From: Avi Kivity <avi@scylladb.com>
To: Eric Sandeen <sandeen@sandeen.net>, Brian Foster <bfoster@redhat.com>
Cc: xfs@oss.sgi.com
Subject: Re: Question about non asynchronous aio calls.
Date: Wed, 7 Oct 2015 21:13:06 +0300 [thread overview]
Message-ID: <561560B2.1080902@scylladb.com> (raw)
In-Reply-To: <56153685.3040401@sandeen.net>
On 07/10/15 18:13, Eric Sandeen wrote:
>
> On 10/7/15 10:08 AM, Brian Foster wrote:
>> On Wed, Oct 07, 2015 at 09:24:15AM -0500, Eric Sandeen wrote:
>>>
>>> On 10/7/15 9:18 AM, Gleb Natapov wrote:
>>>> Hello XFS developers,
>>>>
>>>> We are working on scylladb[1] database which is written using seastar[2]
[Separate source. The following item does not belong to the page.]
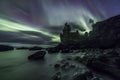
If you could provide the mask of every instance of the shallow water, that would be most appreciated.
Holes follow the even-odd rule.
[[[82,64],[71,61],[71,64],[76,64],[79,69],[55,70],[53,67],[55,63],[67,57],[73,57],[75,54],[47,54],[43,61],[29,61],[27,57],[34,52],[28,50],[0,52],[0,80],[51,80],[58,71],[68,75],[64,80],[72,80],[72,75],[76,71],[82,72],[87,69]]]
>>>> - highly asynchronous C++ framework. The code uses aio heavily: no
>>>> synchronous operation is allowed at all by the framework otherwise
>>>> performance drops drastically. We noticed that the only mainstream FS
>>>> in Linux that takes aio seriously is XFS. So let me start by thanking
>>>> you guys for the great work! But unfortunately we also noticed that
>>>> sometimes io_submit() is executed synchronously even on XFS.
>>>>
>>>> Looking at the code I see two cases when this is happening: unaligned
>>>> IO and write past EOF. It looks like we hit both. For the first one we
>>>> make special afford to never issue unaligned IO and we use XFS_IOC_DIOINFO
>>>> to figure out what alignment should be, but it does not help. Looking at the
>>>> code though xfs_file_dio_aio_write() checks alignment against m_blockmask which
>>>> is set to be sbp->sb_blocksize - 1, so aio expects buffer to be aligned to
>>>> filesystem block size not values that DIOINFO returns. Is it intentional? How
>>>> should our code know what it should align buffers to?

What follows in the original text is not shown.